The following problem set is being given to our department before we talk about how we want to teach problem-solving.

For the following problems, please use our 5-step annotation:
(i) note the context,
(ii) underline the question,
(iii) circle useful information,
(iv) write a sentence frame for the answer,
(v) “build a bridge” from the useful information to the answer (ie, solve).

Problem 1: A 20.5 gallon fish tank is 4/5 full. How many more gallons will it take to fill the tank? [Kelemanik]

Problem 2: Imagine a triangle inside a rectangular box. How much of the box does the triangle take up? [Lockhart]

Problem 3: Are the following lists the same list, or not?

 Guess and check Make an orderly list Eliminate possibilities Use symmetry Consider special cases Use direct reasoning Solve an equation Look for a pattern Draw a picture Solve a simpler problem Use a model Work backward Use a formula Use your head [Pólya] Look for patterns Tinker Describe Visualize Represent symbolically Prove Check for plausibility Take things apart Conjecture Change or simplify the problem Work backwards Re-examine the problem Change representations Create [Park School] Make sense of problems and persevere in solving them Reason abstractly and quantitatively Construct viable arguments and critique the reasoning of others Model with mathematics Use appropriate tools strategically Attend to precision Look for and make use of structure Look for and express regularity in repeated reasoning [Common Core]

Problem 4: Describe in detail what went on in your mind to “build the bridge” in problems 1 and 2. (Extra credit: same for Problem 3.) (Extra extra credit: same for Problem 4.)

Problem 5: Describe the relationship between the bridge-building you did in previous problems, and the list(s) from Problem 3.

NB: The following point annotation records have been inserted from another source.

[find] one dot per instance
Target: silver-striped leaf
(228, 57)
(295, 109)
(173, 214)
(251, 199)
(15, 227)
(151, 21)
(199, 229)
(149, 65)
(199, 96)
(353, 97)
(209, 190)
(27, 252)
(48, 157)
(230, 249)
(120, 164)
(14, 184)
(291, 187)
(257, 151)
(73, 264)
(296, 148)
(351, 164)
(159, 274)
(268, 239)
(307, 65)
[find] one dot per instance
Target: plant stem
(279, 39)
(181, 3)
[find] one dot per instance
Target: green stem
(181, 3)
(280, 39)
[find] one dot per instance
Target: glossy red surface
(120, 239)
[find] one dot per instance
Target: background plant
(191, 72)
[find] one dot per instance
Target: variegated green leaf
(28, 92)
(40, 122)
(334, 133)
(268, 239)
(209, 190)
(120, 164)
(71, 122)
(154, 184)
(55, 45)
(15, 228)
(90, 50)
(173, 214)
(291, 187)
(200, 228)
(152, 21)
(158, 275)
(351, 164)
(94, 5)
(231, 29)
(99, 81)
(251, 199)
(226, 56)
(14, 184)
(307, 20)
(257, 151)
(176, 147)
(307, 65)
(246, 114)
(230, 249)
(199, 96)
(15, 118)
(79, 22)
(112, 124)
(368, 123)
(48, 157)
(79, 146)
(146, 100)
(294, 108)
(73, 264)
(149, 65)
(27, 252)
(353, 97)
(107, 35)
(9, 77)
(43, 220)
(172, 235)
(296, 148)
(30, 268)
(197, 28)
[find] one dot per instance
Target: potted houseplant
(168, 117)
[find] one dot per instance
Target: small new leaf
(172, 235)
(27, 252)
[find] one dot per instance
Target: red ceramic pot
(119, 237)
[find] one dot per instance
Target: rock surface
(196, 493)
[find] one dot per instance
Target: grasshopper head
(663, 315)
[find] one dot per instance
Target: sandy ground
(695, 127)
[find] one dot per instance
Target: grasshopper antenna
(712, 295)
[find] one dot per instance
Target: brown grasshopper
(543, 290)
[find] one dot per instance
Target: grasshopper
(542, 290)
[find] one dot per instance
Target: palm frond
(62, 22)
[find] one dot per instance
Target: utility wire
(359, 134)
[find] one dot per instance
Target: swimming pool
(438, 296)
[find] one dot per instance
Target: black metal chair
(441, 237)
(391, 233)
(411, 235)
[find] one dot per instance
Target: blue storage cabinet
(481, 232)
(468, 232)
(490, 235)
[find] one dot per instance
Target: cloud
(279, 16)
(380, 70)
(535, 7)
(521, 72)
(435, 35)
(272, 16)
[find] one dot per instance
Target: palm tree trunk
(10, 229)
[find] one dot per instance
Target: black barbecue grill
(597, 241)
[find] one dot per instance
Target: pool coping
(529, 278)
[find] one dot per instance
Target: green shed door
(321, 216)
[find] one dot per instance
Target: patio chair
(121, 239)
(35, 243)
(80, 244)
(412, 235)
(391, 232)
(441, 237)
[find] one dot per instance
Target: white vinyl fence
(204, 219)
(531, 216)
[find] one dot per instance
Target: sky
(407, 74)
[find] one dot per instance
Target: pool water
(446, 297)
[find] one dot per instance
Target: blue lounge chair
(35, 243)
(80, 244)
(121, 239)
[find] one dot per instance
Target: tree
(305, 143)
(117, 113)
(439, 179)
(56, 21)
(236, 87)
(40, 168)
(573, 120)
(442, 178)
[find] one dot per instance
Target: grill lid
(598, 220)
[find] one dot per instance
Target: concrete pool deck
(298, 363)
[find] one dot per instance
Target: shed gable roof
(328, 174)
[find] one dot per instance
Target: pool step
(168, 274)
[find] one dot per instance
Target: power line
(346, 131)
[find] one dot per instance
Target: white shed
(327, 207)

Problem 6: To what extent do you relate to the following?

Mathematicians frequently report that often one of the most helpful things they can do to solve a problem they’re stuck on is step away from it. Jacques Hadamard (1949) examined his own experiences and also talked to many of his colleagues to work out what the common structure of this experience was, and determined that there seems to be a fairly predictable sequence to it:

1. Intensely focus on the problem, working through every permutation you can think of that’s likely to produce an answer.
2. Walk away from the problem and think about something else.
3. The magic genie in your head might eventually, and often unexpectedly, yell a possible insight into your awareness.

For instance, Henri Poincaré reported struggling to work on Fuchsian functions over the course of several weeks and then being forced to walk away from the proof he had been stuck on due to a planned vacation. One day he was stepping onto a bus with his mind certainly not on mathematics, and suddenly the key insight he needed to finish the proof appeared in his mind. It was as though a part of his mind had been secretly working on the problem and then brought the finished product into his awareness. [Valentine]

Problem 7. Watch Grace Kelemanik’s Ignite talk, which starts around 20:25. (The other talks are also terrific.)

Problem 8. What experiences will help children become more confident in, competent at, and excited about solving problems?

Problem 9. How can we give those experiences to kids in the confines of a school schedule and in the context of required content and skills?